Answers that were submitted by readers are down below.
An ethical choice is one that helps rather than harming other people, and this also applies to the people of the future. There is much concern around the world that we are burning fossil fuels at a high rate, which will affect the wellbeing of future generations in a couple of ways:
Because these effects progress slowly, nations have traditionally procrastinated doing much about it. Technologies for renewable, sustainable energy have existed since long ago. Consider, for example, that the solar cell was invented in the 1800s and first produced commercially in 1955.
Adoption of this and other sustainable energy sources has occurred gradually, but they still make up only a small fraction of the worldwide power supply.

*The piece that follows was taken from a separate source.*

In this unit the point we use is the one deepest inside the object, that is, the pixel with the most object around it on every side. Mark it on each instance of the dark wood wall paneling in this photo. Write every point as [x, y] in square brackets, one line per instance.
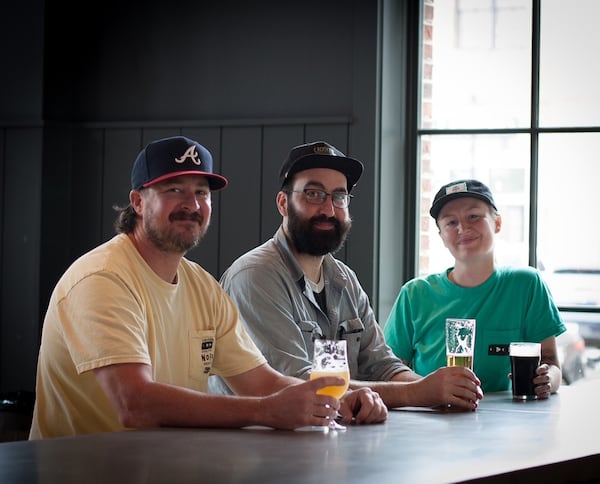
[95, 92]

Progress has been too slow. Projections of only a few decades out show significant undesirable consequences. If we procrastinate to next year, and next year we procrastinate to the year after that, and of course next year again (because any given year is negligible overall), what will be the result? Logically, the solution to procrastination is to do something about it now.
It's easy to blame the big corporations, but it is people who buy the products, and our own homes and cars that use much of the fossil fuels. So, we are looking for ideas from individuals about actions you can take, that you know about, or you have taken, that are practical steps that can be done immediately.
Posted: 2 Nov 2019
I replaced most of the incandescent lights in my home with LED lights. Incandescent lights give off both heat and light, which is a waste of energy when I want only light. In winter, adding heat into my house doesn't matter, but in summer or for outdoor lights, LED lighting is definately better!
Posted: 5 Nov 2019
Don't leave your car idling when stopping to pick someone up at a school or workplace! There is a temptation to do that in cold weather, to keep the car warm, but it wastes fuel and adds unnecessarily to global warming. Your car will stay warm enough if you turn it off for a few minutes while you wait.
Posted: 7 Nov 2019
Solar panels are a great idea for reducing environmental impact. Now, of course, it takes energy in many forms, to produce the panels, from mining for the minerals, to manufacture of the plastics that make up the panels. How do we know that the energy produced by the panels will exceed that taken to produce them? One way to think of this is that the price of the inputs tells us. If you can install solar panels and save money, then it must be that solar panels are energy plus in that they cost less than alternate forms of energy generation. Since that is the case, solar panels are a good thing.
Another issue is how much C02 is being produced? Do solar panels lower the entire C02 budget of the atmosphere compared to other forms of generating that energy. If C02 is taxed with carbon tax, then calculation reduces again to what is economically better. Since the bulk of energy production is still fossil fuel, even without C02 tax, simply economics suggests that solar panels help reduce carbon emissions. All this suggests that the process can bootstrap. At some point, renewal energy will dominate, and carbon emissions could potentially go to zero for the production of solar panels.